Пришло время рассказать Генри правду о его родителях и о той ужасной тайне, которую хранит в своих стенах «Морской Утес». Уже несколько месяцев Артур чувствовал, что смерть подбирается к нему все ближе и ближе, и боялся неизбежного конца почти так же сильно, как и необходимости открыть Генри страшную правду. Но он не может позволить внуку самостоятельно обнаружить истинную причину, по которой он не отдает ему «Морской Утес». В тысячный раз он проклинал свою глупость и немощность, помешавшие принять необходимые меры еще много лет тому назад.

Вильямсон принес письменные принадлежности и дневник, куда он под диктовку заносил воспоминания своего хозяина. Верный слуга и близкий друг, Вильямсон скоро останется единственным, кто знает об ужасных событиях, произошедших в «Морском Утесе» пятнадцать лет назад. Заняв привычное место у сверкающего полированной поверхностью письменного стола, он приготовил перо.

— Сначала письмо, — сказал Артур.

Секретарь вынул из бювара лист дорогой, кремовой бумаги.

— Кому, сэр?

Артур долго молчал, сверля водянисто-серыми глазами холодный камин «Будь я проклят, если допущу, чтобы эта свадьба состоялась!» — подумал, он, и начал диктовать:

— Моя дорогая мисс Фостер…

Глава II

Энн посмотрела на свое отражение в зеркале и нахмурилась. Сегодня она выглядит ничуть не лучше обычного. Она с таким напряжением вглядывалась в свое лицо, что черты невольно исказились, отчего оно стало еще более некрасивым. Бывали моменты, когда Энн, бросив быстрый взгляд на свое отражение, говорила себе: «А ведь я не такая страшная, какой обычно кажусь». Но бывало и так, что при твиде своего отражения в зеркале ей просто хотелось плакать от ужаса, что Генри увидит, ее такой. Мистер Оуэн уехал в Нью-Йорк вскоре после ее дня рождения, и Энн боялась, что он покинул Ньюпорт надолго. Она не отваживалась спросить об этом у кого-нибудь, понимая, что Генри тут же догадается о ее чувствах к нему. Ему ведь обязательно передадут, что она им интересуется.

«Прошу тебя, перестань напрасно мечтать о мистере Оуэне», — предупреждала ее Беатрис, беспокоясь о подруге.

Однако Энн ничего не могла с собой поделать. Генри преподнес ей в подарок украшение, которое девушке может подарить только поклонник. Все заметили, что он танцевал с ней четыре раза, и еще, по крайней мере, два раза тем вечером они беседовали. Разве это не означает, что он за ней ухаживает? Или ему просто хотелось доставить удовольствие имениннице?

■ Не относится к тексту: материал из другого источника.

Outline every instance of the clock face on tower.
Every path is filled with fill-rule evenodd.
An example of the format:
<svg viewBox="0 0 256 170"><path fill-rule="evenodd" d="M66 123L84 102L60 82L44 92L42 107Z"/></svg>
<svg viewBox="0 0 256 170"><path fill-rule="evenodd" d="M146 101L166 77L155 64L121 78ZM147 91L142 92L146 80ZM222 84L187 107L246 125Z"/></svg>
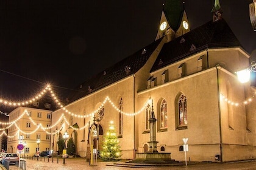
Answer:
<svg viewBox="0 0 256 170"><path fill-rule="evenodd" d="M185 29L186 30L188 29L188 22L187 22L186 21L183 21L182 25L183 25L183 28Z"/></svg>
<svg viewBox="0 0 256 170"><path fill-rule="evenodd" d="M166 22L164 21L164 22L162 22L160 29L162 31L162 30L165 29L166 26L167 26L167 23L166 23Z"/></svg>

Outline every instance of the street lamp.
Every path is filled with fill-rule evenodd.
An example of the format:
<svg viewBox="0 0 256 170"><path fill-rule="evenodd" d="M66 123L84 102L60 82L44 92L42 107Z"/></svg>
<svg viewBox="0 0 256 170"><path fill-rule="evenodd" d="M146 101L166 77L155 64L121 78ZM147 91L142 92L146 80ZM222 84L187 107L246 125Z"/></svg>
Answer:
<svg viewBox="0 0 256 170"><path fill-rule="evenodd" d="M62 157L63 158L63 164L65 163L65 158L66 157L66 140L68 138L68 137L69 137L69 135L68 135L68 132L65 132L64 135L63 136L63 138L64 138L64 150L62 152Z"/></svg>
<svg viewBox="0 0 256 170"><path fill-rule="evenodd" d="M26 143L26 141L24 141L23 142L23 145L24 145L24 152L23 152L23 158L25 158L25 152L26 152L26 145L27 144L27 143Z"/></svg>
<svg viewBox="0 0 256 170"><path fill-rule="evenodd" d="M38 155L37 155L37 160L38 160L38 157L39 157L39 144L40 144L40 140L39 138L37 139L37 152L38 153Z"/></svg>

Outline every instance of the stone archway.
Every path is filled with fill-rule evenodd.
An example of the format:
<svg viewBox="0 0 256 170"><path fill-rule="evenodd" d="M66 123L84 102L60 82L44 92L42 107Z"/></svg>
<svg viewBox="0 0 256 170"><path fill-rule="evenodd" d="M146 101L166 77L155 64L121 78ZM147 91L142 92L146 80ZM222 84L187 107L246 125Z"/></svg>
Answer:
<svg viewBox="0 0 256 170"><path fill-rule="evenodd" d="M77 151L78 151L78 144L77 144L77 132L76 130L74 130L71 133L71 138L73 140L74 144L75 146L75 154L77 154Z"/></svg>
<svg viewBox="0 0 256 170"><path fill-rule="evenodd" d="M148 152L148 144L146 143L145 144L144 144L144 146L143 146L143 153Z"/></svg>
<svg viewBox="0 0 256 170"><path fill-rule="evenodd" d="M97 135L97 127L99 126L99 138ZM91 154L91 148L96 149L97 151L101 149L101 145L103 139L103 129L102 127L96 123L93 123L89 130L88 143L87 144L87 160L88 161Z"/></svg>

«Ах, как же он красив», — подумала Энн, вздыхая. Если бы только она могла быть уверена, что нравится ему! Вчера Энн поймала себя на том, что выводит на листке бумаги: «Энн Оуэн, миссис Энн Оуэн, миссис Генри Оуэн», Она разорвала бумагу на мелкие клочки, испугавшись, что кто-нибудь случайно увидит этот листок и поймет, какая она глупая. Ей очень хотелось написать Генри записку, что-нибудь легкое и кокетливое, но она боялась, что пока еще не имеет права посылать ему подобного рода письма. Энн стиснула виски ладонями.